— Правда, красиво? — спросила Элизабет. — Не похоже на Европу, но американцы к этому и не стремятся. Это чисто американский город. Я его очень люблю.
— Я смотрю, вы без ума от него. Как здорово, наверное, любить так свою родину.
— А вы свою разве не любите?
— У меня нет родины, — ответил Келлер. — Я родился во Франции, но это ничего не значит. Где я только не жил в детстве, но все приюты одинаковы.
Они остановились у перекрестка в ожидании зеленого света. Келлер заметил, что Элизабет очень хорошо водит машину. Она не преувеличивала, когда сказала, что все умеет. Но, переходя улицу, она замешкалась с чисто женской нерешительностью, чем удивила его и вынудила взять ее за руку. Ему никогда раньше не приходилось опекать женщин. К Соухе у него было почти отеческое отношение, будто к ребенку, которого слишком часто обижали, а он решил защитить. К Элизабет Камерон он испытывал совсем иные чувства. Она смущала его, пробуждая в нем незнакомые ему ранее порывы. Ее не надо было защищать, как ту арабскую девочку. Она была богата, уверена в себе, почти все делала так же умело, как большинство мужчин. Но, как только она оказывалась рядом, у него возникало желание взять ее за руку, понести ее сверток, а то и просто остановить машину и привлечь Элизабет к себе. Пока она вела машину, Келлер наблюдал за ней. Элизабет не кичилась своей красотой, вроде бы даже не замечала, как она действует на него. Но, когда он нечаянно касался ее, в глазах у нее появлялась мольба — пожалеть ее, не воспользоваться ее слабостью. Келлер знал, что такое желание, как оно взвинчивает нервы и затуманивает рассудок. Знал по себе, потому что именно такое желание и испытывал к Элизабет. И только другое, незнакомое ему чувство, название которому он не знал, удерживало его от соблазна войти к ней ночью и схватить в объятия. Слова «любовь» он не признавал. Когда Элизабет уходила, он от скуки раздраженно слонялся по квартире, нетерпеливо ожидая, когда наконец на этаже остановится лифт и в дверях щелкнет замок.

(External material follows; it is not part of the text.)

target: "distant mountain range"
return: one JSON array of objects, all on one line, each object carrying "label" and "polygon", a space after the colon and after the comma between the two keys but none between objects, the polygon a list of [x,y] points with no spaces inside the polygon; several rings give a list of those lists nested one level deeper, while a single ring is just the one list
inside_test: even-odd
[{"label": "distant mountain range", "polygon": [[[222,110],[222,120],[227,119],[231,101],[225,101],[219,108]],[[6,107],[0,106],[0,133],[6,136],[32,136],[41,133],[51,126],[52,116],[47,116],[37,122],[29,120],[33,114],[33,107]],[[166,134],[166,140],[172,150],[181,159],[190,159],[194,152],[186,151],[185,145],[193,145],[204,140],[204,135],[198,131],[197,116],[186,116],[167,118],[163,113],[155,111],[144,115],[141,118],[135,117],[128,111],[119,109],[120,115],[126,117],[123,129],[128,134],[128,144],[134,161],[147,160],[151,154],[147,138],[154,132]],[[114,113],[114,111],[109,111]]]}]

Когда Элизабет была дома, Келлер забывал о том, зачем он прилетел в Нью-Йорк; забывал прислушиваться к телефону, по которому ему все еще не позвонили; забывал о Соухе и Ливане, будто его прошлое было сном. Единственной реальностью были дни, проведенные с Элизабет.
Они вернулись домой. Вышли из машины, а портье сел за руль, чтобы отвести машину в гараж. Он признал Келлера и даже удостаивал его приветствием. Войдя в холл, Элизабет с улыбкой взглянула на Келлера:
— Хотите выпить?
— Нет.
Келлер взял пальто, из которого выскользнула Элизабет. На мгновение его руки сжали ее плечи. Этого нельзя было делать. Это был опасный симптом, а он ведь обещал, что ничего подобного не повторится. Келлер почувствовал, как Элизабет напряглась, и поспешил отойти.